“El ataque de celos de Sara Carbonero”.


Gaby Elizalde es una reportera mejicana que acapara portadas de revistas enseñando sus protuberancias siliconadas. Esta periodista, de diptongos muy bien redondeados, acusa a Sara Carbonero de ponerse celosa mientras ella trataba de entrevistas a Iker Casillas en la habitación de un hotel.

Imposible que este angelito diera motivos de celos a Sara Caronero.

Hoy la noticia más leída del diario El Mundo es: “El ataque de celos de Sara Carbonero”.

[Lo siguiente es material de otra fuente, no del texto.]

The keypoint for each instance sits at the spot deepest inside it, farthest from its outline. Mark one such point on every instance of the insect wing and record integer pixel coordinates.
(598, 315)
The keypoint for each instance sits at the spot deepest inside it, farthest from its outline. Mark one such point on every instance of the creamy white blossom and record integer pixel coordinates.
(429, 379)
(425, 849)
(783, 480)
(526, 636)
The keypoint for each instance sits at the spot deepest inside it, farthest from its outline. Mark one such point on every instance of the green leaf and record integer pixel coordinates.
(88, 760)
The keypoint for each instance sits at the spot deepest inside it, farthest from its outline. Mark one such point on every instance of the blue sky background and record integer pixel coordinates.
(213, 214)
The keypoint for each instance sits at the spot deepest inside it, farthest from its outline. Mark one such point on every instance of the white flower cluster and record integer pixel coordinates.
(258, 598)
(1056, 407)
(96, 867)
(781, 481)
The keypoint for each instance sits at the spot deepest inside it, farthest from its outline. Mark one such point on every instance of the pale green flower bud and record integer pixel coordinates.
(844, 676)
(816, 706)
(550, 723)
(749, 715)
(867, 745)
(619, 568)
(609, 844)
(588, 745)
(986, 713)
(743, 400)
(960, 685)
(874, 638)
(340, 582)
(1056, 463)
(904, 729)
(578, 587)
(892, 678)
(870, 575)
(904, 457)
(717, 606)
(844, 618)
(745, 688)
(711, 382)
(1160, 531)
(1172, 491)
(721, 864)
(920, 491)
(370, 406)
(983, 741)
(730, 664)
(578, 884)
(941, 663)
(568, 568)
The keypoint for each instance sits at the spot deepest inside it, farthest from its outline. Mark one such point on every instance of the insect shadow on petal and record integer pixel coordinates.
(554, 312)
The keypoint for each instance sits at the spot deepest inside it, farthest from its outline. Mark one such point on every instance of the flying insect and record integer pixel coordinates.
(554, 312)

No romperé una lanza a favor de la novia del futbolista porque nada sé de ella que la defina como liberal o celosa pero, considerando lo bien que venden los chillidos, los aspavientos y las broncas, todo apunta a un deseo extra de notoriedad. Siempre, por supuesto, que  la “entrevista” sea comprendida en la más pura acepción periodística, porque hay quien intercambia opiniones y aprobaciones ¡si, sí, si! sobre temas diversos en posiciones nunca estudiadas en universidad alguna.

De todas formas, para despejar cualquier posible duda, acudo a las sabias palabras de Carme Chacón quien ha dicho: “Es fácil lograr la estabilidad de un país si se cuenta con las mujeres”. Si podemos equilibrar una nación, cómo vamos a tirarnos de los pelos en la habitación de un hotel. Que nadie sufra.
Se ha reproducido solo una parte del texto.